Since that time, Dianna has instructed me how to make meat pie from Ioaninna, Onion-Tomato Pie with Walnuts from Thraki, and a delectable Hortopita (greens pie) from Roumeli. I just realized that I only named pies on that list…apparently, I like pies…a lot. But The Glorious Foods of Greece includes recipes for all sorts of Greek foods and is a great resource for ways of preparing regional Greek produce. I paged through it after Saturday’s worrisome news about Greece and realized that I was in no mood to cook anything elaborate for dinner. As I mentioned here, I had thought I’d make something humble, like baked eggplants. After browsing the book for a while, I stumbled on a recipe for Eggplants skordostoumbi. Skordostoumbi is a vinegary, tomato-garlic sauce traditional to many Greek islands’ cuisine. It is sweet with a slight tang and often serves as a condiment for meat. I read the recipe. It was uncomplicated and the ingredient list short. I would only need to buy some fresh eggplants and tomatoes. Perfect.
In Diana’s recipe, eggplant rounds are lightly fried in oil and layered in the garlicky sauce. I love the depth garlic adds to food and in the original recipe, I find that it contributes to some of the sauce’s sweetness. For my taste, though, I found amount—8-10 cloves—a bit powerful. In my version below, I’ve reduced it and added it near the end of sauce’s cooking time. I think this preserves the sauce’s richness while minimizing the potency.
That night Spyros and I smeared bits of the softened, sauced eggplants onto crispy-skinned roast chicken while watching news updates about possible capital controls. Despite our low spirits, we both went back to the kitchen for seconds. I considered this a success. The next day, we served the leftovers with my mother-in-law’s whole wheat pappardelle, dusted with cheese. The eggplant’s flavors had ripened after one day in the fridge and between sips of sour Greek wine, we felt cheerful. Thank you, Diana Kochilas, for helping me to remember what I love about Greece.
Baked Eggplant Skordostoumbi
3 large eggplants, sliced into rounds about ¼-inch thick
salt and freshly ground black pepper
6-7 garlic cloves, minced
1/2 cup extra virgin olive oil 6-8 medium tomatoes, grated
3 tablespoons sherry or red-wine vinegar
1/2-1 teaspoon sugar
- Layer the eggplant rounds in a strainer, lightly salting each between each level. Put a plate and a heavy item like a pot on top of the eggplants to press out any liquid and set aside for 1 hour. Wash and pat dry with paper towels.
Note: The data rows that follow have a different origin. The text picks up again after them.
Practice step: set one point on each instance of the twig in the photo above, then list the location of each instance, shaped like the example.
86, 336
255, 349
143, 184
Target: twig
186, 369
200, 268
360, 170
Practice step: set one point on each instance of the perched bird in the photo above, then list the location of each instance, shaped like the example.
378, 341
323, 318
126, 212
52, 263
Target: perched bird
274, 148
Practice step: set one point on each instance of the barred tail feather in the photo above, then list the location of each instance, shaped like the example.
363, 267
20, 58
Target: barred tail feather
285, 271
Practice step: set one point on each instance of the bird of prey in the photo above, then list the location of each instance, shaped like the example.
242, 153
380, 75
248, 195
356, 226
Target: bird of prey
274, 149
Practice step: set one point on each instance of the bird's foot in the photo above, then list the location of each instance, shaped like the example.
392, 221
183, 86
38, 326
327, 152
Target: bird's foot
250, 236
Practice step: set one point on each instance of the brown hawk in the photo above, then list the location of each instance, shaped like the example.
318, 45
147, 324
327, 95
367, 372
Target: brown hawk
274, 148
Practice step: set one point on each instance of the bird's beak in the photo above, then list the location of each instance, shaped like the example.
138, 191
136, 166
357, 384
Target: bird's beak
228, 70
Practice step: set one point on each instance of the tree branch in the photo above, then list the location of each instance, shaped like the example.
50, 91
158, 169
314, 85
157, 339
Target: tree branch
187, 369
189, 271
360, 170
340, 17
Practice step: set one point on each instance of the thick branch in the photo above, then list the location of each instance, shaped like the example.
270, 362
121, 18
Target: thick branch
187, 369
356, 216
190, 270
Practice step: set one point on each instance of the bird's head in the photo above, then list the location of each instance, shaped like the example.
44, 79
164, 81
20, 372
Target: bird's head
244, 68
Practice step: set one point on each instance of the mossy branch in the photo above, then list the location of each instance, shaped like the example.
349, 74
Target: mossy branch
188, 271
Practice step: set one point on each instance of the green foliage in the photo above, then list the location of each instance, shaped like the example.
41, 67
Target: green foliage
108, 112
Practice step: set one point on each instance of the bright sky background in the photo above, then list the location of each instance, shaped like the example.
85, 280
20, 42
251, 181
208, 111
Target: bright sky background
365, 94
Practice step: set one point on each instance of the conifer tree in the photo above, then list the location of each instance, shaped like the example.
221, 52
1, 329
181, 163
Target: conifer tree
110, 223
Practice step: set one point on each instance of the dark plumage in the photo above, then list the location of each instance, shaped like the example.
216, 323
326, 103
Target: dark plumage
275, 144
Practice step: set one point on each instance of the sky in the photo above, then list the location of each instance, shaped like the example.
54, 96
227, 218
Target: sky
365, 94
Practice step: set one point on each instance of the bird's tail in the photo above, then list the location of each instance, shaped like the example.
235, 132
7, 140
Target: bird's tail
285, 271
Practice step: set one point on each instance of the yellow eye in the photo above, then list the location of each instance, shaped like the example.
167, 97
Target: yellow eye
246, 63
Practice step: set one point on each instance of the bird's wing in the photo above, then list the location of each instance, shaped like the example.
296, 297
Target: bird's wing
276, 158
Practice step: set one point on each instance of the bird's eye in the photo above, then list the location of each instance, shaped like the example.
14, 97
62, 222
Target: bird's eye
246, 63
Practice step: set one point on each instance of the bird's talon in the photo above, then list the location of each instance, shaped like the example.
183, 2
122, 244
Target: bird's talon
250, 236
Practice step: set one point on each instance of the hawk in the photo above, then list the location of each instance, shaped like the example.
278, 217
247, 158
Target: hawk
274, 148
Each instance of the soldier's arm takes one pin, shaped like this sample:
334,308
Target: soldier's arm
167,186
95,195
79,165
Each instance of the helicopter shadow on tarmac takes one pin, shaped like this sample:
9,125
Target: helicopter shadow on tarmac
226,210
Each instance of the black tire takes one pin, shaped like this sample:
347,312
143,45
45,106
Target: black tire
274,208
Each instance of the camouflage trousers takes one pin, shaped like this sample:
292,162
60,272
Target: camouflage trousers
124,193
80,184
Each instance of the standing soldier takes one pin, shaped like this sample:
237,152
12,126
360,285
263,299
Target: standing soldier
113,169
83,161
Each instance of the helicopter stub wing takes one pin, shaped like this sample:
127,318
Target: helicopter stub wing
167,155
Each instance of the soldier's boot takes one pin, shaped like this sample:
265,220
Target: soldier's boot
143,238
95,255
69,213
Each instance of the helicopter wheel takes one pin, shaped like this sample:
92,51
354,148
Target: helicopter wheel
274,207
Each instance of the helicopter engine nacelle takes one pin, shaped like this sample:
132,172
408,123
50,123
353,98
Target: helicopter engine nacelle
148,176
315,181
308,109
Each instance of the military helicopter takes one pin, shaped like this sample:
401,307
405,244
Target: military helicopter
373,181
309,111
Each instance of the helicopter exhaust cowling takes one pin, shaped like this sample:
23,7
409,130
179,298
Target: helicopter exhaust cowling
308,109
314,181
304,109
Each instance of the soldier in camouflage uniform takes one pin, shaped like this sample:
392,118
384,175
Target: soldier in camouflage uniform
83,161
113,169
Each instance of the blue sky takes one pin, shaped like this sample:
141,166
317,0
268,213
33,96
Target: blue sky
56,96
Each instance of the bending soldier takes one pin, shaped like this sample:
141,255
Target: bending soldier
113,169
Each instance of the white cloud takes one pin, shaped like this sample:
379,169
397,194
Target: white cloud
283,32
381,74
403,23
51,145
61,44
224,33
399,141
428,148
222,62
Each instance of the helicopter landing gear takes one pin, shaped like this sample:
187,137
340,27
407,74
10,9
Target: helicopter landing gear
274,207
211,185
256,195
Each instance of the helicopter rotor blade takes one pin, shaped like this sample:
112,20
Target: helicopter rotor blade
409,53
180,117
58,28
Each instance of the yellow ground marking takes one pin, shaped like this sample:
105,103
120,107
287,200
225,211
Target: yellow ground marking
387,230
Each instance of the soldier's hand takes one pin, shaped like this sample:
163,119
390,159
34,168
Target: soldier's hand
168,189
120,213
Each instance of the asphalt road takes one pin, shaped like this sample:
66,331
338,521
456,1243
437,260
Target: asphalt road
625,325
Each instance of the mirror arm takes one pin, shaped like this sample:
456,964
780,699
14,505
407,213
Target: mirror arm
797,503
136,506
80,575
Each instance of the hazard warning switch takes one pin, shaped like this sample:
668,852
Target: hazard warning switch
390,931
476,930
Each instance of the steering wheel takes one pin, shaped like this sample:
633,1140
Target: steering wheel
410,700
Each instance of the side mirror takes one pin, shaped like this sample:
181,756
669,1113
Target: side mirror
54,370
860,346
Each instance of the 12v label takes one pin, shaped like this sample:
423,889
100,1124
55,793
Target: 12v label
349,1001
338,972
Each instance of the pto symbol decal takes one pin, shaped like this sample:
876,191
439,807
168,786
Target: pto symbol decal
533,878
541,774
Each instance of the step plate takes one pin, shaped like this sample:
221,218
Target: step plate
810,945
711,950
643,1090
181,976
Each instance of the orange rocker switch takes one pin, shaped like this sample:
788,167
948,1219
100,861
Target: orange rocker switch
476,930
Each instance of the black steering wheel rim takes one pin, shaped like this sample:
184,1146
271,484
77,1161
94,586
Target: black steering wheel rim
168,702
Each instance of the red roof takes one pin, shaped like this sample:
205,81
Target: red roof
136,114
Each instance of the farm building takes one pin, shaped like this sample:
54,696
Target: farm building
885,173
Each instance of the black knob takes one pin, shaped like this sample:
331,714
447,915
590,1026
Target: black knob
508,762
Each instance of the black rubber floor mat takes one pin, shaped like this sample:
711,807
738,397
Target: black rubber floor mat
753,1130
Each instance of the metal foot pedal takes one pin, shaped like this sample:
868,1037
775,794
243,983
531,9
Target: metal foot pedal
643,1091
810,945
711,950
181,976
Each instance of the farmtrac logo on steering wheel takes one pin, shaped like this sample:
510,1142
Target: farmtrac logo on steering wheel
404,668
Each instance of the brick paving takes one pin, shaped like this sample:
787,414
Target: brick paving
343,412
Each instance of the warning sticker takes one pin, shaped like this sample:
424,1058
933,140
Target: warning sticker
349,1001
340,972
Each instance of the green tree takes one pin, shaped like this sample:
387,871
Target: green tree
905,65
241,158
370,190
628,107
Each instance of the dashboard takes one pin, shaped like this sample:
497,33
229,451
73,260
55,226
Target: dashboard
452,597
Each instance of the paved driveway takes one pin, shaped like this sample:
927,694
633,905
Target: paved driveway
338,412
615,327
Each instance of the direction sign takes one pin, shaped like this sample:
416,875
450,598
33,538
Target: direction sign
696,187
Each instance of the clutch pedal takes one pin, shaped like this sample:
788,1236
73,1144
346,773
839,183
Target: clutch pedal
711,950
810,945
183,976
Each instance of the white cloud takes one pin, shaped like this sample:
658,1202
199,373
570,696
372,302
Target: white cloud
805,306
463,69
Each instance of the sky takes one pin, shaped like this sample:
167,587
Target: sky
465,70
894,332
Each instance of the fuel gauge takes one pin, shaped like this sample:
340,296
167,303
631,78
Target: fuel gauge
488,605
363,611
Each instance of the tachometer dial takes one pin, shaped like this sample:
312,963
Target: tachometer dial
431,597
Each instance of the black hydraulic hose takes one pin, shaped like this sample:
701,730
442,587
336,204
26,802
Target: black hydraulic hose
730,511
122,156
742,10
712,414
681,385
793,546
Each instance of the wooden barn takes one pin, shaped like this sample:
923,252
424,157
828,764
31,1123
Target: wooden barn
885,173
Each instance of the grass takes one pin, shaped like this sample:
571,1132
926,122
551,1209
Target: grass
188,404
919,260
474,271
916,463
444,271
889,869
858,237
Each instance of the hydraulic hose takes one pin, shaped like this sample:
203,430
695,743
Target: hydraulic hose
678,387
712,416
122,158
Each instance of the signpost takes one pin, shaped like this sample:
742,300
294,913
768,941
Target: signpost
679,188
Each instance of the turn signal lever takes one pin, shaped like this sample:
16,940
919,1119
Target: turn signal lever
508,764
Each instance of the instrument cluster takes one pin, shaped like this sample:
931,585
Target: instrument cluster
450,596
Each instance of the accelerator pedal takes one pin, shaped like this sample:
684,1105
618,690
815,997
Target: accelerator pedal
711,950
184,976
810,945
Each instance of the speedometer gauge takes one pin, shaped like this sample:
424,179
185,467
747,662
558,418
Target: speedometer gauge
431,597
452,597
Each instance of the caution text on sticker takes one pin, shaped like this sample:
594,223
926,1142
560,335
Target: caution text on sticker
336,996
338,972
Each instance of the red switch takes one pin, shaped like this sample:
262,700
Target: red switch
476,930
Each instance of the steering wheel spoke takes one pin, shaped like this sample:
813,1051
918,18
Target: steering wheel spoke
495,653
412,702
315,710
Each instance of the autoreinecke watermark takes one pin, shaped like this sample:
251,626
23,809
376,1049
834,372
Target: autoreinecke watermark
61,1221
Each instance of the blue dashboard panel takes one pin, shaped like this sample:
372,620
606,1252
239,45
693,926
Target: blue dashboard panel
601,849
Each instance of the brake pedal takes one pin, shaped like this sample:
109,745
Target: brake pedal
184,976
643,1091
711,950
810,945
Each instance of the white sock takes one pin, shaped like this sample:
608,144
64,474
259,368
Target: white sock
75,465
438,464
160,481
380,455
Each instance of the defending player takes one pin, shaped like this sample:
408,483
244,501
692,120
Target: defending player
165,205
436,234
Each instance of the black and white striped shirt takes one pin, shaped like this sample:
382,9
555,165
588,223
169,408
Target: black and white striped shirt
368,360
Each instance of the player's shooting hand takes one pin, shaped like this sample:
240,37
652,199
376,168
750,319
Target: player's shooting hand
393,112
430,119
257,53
- Heat 2-3 tablespoons of olive oil in a wide saucepan over medium heat and lightly saute the eggplants, until they are lightly browned on both sides, adding more oil when needed. Drain the eggplant on paper towls.
- Heat the oven to 350oF (175oC). In a wide saucepan, heat 2 tablespoons of olive oil and stir in the grated tomatoes, vinegar, salt, pepper and sugar. Bring to a boil and add the garlic, stirring for about a minute. Lower the heat and cook for about 5 minutes, stirring frequently and adding a little water if necessary.
- Lightly oil a large, oven-proof baking dish. Arrange the eggplant rounds in the dish and ladle some sauce between each layer (you will have enough eggplant slices for about 2 layers) saving some sauce for the sauce for the top. Sprinkle the top with a little vinegar and bake for 40-45 minutes, until the eggplant softens and absorbs the sauce.
Eggplant Skordostoumbi is best served warm or at room temperature. Served with rice or pasta and a little feta cheese, it makes for a hearty main dish. It also pairs well with roasted meat like pork, beef or chicken.